Retailers need to move away from an obsession with sourcing costs and focus instead on reinventing their operating model to unlock trapped value in their supply chains.
Market price pressures, rising labour costs and increasing requirements for reactivity and speed are the top three concerns for sourcing executives, according to research by Kurt Salmon, part of Accenture Strategy, titled, ‘From Cost Focus to True Value Creation – on the Road to Analytical Sourcing & Supply Chain.’
“Global increases of cost for apparel and footwear production have steadily continued during the last two years,” the consultancy explains. “Sourcing markets with stable costs are rare, while the vast majority showed strong to very strong increases in production costs. This does not only affect China, which has already been on a strong upward trend for many years, but also many of the typical low-cost sourcing destinations in South East Asia like Bangladesh, Pakistan and Indonesia.”
Recent cost increases have been driven by both rising labour costs and strengthening local currencies in sourcing markets versus the US dollar and the euro.
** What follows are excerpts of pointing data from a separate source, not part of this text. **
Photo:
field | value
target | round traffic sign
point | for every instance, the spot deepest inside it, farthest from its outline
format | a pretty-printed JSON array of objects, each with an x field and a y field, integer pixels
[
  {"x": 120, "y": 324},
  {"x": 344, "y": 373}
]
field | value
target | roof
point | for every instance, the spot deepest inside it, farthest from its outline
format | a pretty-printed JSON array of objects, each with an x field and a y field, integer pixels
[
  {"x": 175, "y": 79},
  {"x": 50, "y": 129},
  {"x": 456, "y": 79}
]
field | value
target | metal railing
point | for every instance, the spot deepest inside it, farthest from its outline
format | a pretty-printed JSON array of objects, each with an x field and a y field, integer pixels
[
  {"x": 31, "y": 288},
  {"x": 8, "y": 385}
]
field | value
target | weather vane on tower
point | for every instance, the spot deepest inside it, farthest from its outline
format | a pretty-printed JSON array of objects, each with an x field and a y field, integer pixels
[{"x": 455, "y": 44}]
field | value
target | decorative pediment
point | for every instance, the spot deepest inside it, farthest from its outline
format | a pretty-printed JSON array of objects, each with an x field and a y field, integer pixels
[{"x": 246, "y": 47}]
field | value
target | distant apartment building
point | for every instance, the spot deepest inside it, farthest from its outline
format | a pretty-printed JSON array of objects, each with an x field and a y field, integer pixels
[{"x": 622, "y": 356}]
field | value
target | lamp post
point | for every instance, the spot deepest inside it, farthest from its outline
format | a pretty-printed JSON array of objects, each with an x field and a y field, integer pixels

And higher labour costs are being driven by rising minimum wages in developing markets and stronger competition for skilled factory workers, especially in China.
Consequently, brands and retailers are continuing to search for alternatives in their global sourcing portfolios, shifting production to capitalise on more cost-effective markets. They are, however, only chasing a temporary fix to a much bigger problem as costs continue to rise in the majority of sourcing regions.
An item sold for US$100 at retail, for example, will comprise $20 of cost of goods sold (COGS), which contains labour costs of $6-10. A 10% reduction in labour costs has only a limited impact of $0.60-$1, equalling less than 1 percentage point in gross margin improvement, the report shows.
Instead, it suggests retailers move away from a sourcing cost obsession and focus on reinventing their operating model to unlock trapped value in their supply chains.
“While [moving sourcing] is easing the pressure on the cost side, in the short term it is adding clear risk on flexibility and operational performance as well as product quality and corporate social responsibility. In addition, capabilities and capacities for selected product groups are not available in the same breadth and quality, limiting the opportunity for larger shifts of volume especially of products on higher price points and with more sophisticated technical requirements.”
While shifting volumes to lower cost countries might appear to be a way out of the gross margin trap, the report points out that its true effects are limited.
“There are much more powerful levers suited to build a truly differentiating answer from the product development and sourcing side for the current market challenges many brands and retailers are facing,” Kurt Salmon says.
The report suggests a closer alignment between product developer and supplier can play a significant role in unlocking margin potential by providing “true consumer value and brand differentiation with regard to product innovation, time to market, reliability and execution excellence, as well as superior technical capabilities and quality.”
Product innovation: The key enabler for differentiation in a competitive environment. Access to deep technical expertise and unique handwriting of product groups that are critical for brand building as well as curated supplier portfolios with the true ability to drive innovation, evolve to an indispensable asset to drive top line as well as markdown and margin performance.
Time to market: This requires being closer to consumer needs with critical seasonal milestones on concept, design and development for adoption of trend impulses as well as buying decisions to ensure market right products and quantities. Sourcing plays a critical role in enabling differentiated seasonal calendars based on individual product needs and a balanced mix of near shore and far east sourcing destinations.
Demand and supply responsiveness: A significant part of end-of-season stock and related markdowns stems from buying and production volumes being insufficiently aligned with actual consumer demand on the shop floor and online during the full price selling period. The main objective is to act vertical while typically not owning the different stages of the value chain down to production.
Reliability and execution excellence: A delivery delay of one or two weeks will diminish sell-through performance if the overall planned lifecycle is only eight weeks. A reliable collaboration on both brand and supplier side will significantly increase importance and clearly dominate compared to short term FOB cost advantages.
Product quality and sustainability: Social and environmental responsibility in production cannot be de-prioritised versus cost anymore without risking the future of any apparel company. Returns from mismatch of expectations with regard to quality, size and fit are a significant cost position, which is difficult to effectively avoid without aiming for the root causes.
The value chain
In re-shaping the fashion value chain, Kurt Salmon says technology will be the key enabler to unlocking trapped value. Digital technologies will enable better collaboration, visibility and control across the entire value chain, which in turn will improve product innovation, time to market, reliability, execution and quality.
And data analytics is helping retailers to improve sell-through performance, markdowns, and gross margins, while the adoption of cut and sew robots is increasing as a means of improving efficiency and ultimately cutting cost.
“Taking such a consequent value driven product development and sourcing approach is a powerful lever to drive consumer benefit and at the same time realise significant improvements with regard to sell-through performance, stock turns, markdown, and gross margin,” Kurt Salmon says.
“The benefits are by far outperforming potential short-term gains from moving to the “even cheaper” place in the global sourcing landscape. And most importantly this does not just apply to premium/ luxury brands, but also to mid-market and even value players.”